In the 5G and 6G world, the entire present-day value chain will be disrupted.
Let’s look at industrial production. 5G finally ushers in the era of individualization. Everything points towards the much-touted batch size of 1, with each item a one-off. Tomorrow’s manufacturers will work to order, even with the smallest order volumes. Products as such will be personalized – for everyone, and not, like today, only for a select, monied class that can afford individualized finishing.
This paradigm shift, which will penetrate every level of a manufacturing company, could hardly be more radical. We’re not just talking about sensor-driven, smart, highly automated production in factories. This is only one part of the mosaic. In the 5G world, and even more so in 6G, there will be total disruption along the entire value chain in business, from development to sales.
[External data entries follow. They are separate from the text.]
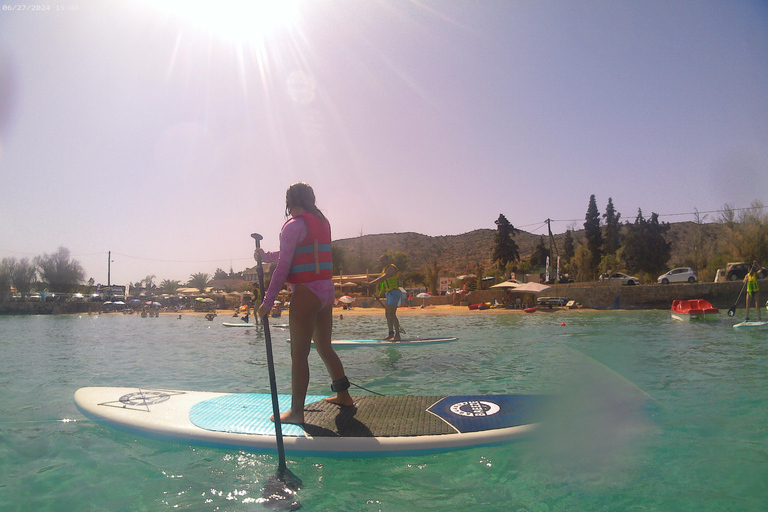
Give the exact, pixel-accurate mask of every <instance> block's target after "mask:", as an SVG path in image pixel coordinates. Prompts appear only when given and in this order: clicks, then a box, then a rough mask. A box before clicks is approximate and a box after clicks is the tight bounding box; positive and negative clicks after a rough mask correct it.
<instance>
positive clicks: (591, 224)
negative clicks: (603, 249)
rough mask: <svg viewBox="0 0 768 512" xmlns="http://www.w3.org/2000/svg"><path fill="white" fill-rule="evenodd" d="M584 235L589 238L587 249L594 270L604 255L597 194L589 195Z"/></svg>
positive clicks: (588, 238) (591, 268)
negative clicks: (600, 225)
mask: <svg viewBox="0 0 768 512" xmlns="http://www.w3.org/2000/svg"><path fill="white" fill-rule="evenodd" d="M584 237H585V238H586V239H587V249H589V252H590V259H589V266H590V269H591V271H592V272H594V271H595V270H596V269H597V268H598V266H599V265H600V258H601V256H602V252H601V249H602V246H603V234H602V232H601V231H600V212H598V211H597V201H595V195H594V194H592V195H591V196H589V206H588V207H587V215H586V218H585V222H584Z"/></svg>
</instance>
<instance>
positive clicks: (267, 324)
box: [251, 233, 286, 473]
mask: <svg viewBox="0 0 768 512" xmlns="http://www.w3.org/2000/svg"><path fill="white" fill-rule="evenodd" d="M251 236H252V237H253V239H254V241H255V242H256V249H260V246H259V241H260V240H261V235H259V234H257V233H253V234H252V235H251ZM261 264H262V261H261V251H260V250H257V251H256V275H257V276H258V278H259V289H260V292H261V300H262V301H263V300H264V295H265V294H266V290H265V289H264V269H263V268H262V267H261ZM257 316H258V315H257ZM262 325H263V327H264V345H265V346H266V348H267V367H268V369H269V390H270V393H272V414H273V415H274V421H275V437H276V438H277V456H278V466H277V471H278V472H279V473H280V472H284V471H285V469H286V465H285V448H284V447H283V426H282V424H281V422H280V404H279V402H278V400H277V379H276V378H275V362H274V359H273V358H272V335H271V334H270V332H269V320H268V319H267V317H266V316H265V317H264V318H263V322H262Z"/></svg>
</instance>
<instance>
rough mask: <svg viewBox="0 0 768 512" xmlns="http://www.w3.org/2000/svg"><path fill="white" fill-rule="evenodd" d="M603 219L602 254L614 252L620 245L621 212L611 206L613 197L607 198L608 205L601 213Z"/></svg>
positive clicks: (608, 253) (614, 251) (606, 206)
mask: <svg viewBox="0 0 768 512" xmlns="http://www.w3.org/2000/svg"><path fill="white" fill-rule="evenodd" d="M603 219H605V238H604V239H603V254H605V255H610V254H616V251H618V250H619V247H621V224H620V220H621V214H620V213H617V212H616V209H615V208H614V207H613V199H611V198H610V197H609V198H608V206H606V207H605V213H604V214H603Z"/></svg>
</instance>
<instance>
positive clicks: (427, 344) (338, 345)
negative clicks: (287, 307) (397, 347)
mask: <svg viewBox="0 0 768 512" xmlns="http://www.w3.org/2000/svg"><path fill="white" fill-rule="evenodd" d="M458 339H459V338H455V337H445V338H403V339H401V340H400V341H387V340H332V341H331V344H332V345H333V346H334V347H392V346H396V347H408V346H418V345H435V344H439V343H450V342H452V341H456V340H458ZM287 341H288V343H290V342H291V340H287ZM314 344H315V343H314V341H313V342H312V345H314Z"/></svg>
Understanding and accepting this, and finding an appropriate response, is difficult for many organizations.
Real time is a necessity for tactile internet
Today, we still lack the simple, clear language to articulate the full extent of the disruption ahead. Three aspects in particular seem important to me. Firstly, businesses need to ensure right at the start of development and design that the data generated in these processes can be used directly in production. When I use a CAD tool today to design aluminium sheeting, I have to translate the information manually into control commands for the factory-floor robots who will be punching or welding the sheet. These roundabout routes must be consigned to history. Otherwise, radical manufacturing-to-order processes will remain financially out of reach.
Robots in factory buildings rely on tactile Internet (Image: iStock.com/BahadirTanriover)
Secondly, the logistics chain to the point of production must be monitored and controlled in real time. The right screw must genuinely be available in the right place at the right time. And real-time, in this case, does not mean just-in-time. In two minutes, not two hours. That is the benchmark. The system must reliably self-update at this frequency. And thirdly, the mobile robotics that we use in this world must respond to commands near-instantly – that means within ten milliseconds – and execute desired changes. Imagine, for example, standing in a boutique in a virtual environment where your new evening dress or suit is perfectly simulated. Every change you want – colour, fabric, the fall of the folds – has to be simulated in full detail instantly. And it should also be possible to funnel this data seamlessly into production. An enterprise that can orchestrate these three aspects can truly be said to have arrived in the
Industry 4.0 era.
We need multiple redundant systems, all of which secure and support each other.
Not to be misunderstood: I am not saying that an industrial company can or must act in this way overnight. We are talking about a gradual change that is understandably particularly difficult for large, established enterprises. However, I think it is imperative to develop a vision. Where do we want to go? Who will we be in ten or 20 years’ time? How must we adapt our structures and processes to achieve this? Some companies have already understood, and are already testing – albeit in closed environments, such as pilot factories or
campus networks – Industry 4.0 applications.
One last thought on the technical side of the tactile Internet. To make this real, we will need processors and operating systems that do not yet exist: innovative, highly integrated, ultra-reliable software and hardware with maximum immunity to hackers. Because in the future world of the tactile Internet, a control failure could cause hundreds of drones to fall from the sky. We need resilient networks that are equipped to fend off any and all disruption. Multiple redundant systems, all of which secure and support each other. This will be a challenge – but not impossible to resolve, because the researchers have long since begun the journey.